Letters of Sri Aurobindo

06. Transformation of the Mind

Fragment ID: 2782

If the intellectual will always have a greater wideness and vastness, how can we be sure that he will have an equal fervour, depth and sweetness with the emotional man?

It may be that homo intellectualis will remain wider and homo psychicus will remain deeper in heart (even when the latter’s inner mind opens up).

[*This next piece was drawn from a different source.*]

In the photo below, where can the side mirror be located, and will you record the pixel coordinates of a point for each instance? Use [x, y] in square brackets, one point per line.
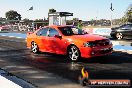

Do not confuse the higher knowledge and the mental knowledge. The intellectual man will be able to give a wider and more orderly expression to what higher knowledge he gets than the homo psychicus; but it does not follow he will have more of it. He will have that only if he rises to an equal width and plasticity and comprehensiveness of the higher knowledge planes. In that case he will replace his mental by his above-mental capacity. But for many intellectuals, so-called, their intellectuality may be a stumbling-block as they bind themselves with mental conceptions or stifle their psychic fire under the heavy weight of rational thought. On the other hand, I have seen comparatively uneducated people expressing higher knowledge with an astonishing fullness and depth and accuracy which the stumbling movements of their brain could never have allowed one to suppose possible. Therefore, why fix beforehand by the mind what will or will not be possible when the above-mind reigns? What the mind conceives as “must be” need not be the measure of the “will be”. Such and such a homo intellectualis may turn out to be a more fervent God-lover than the effervescent emotional man; such and such an emotionalist may receive and express a wider knowledge than his intellect or even the intellect of the intellectual man could have harboured or organised. Let us not bind the phenomena of the higher consciousness by the possibilities and probabilities of a lower plane.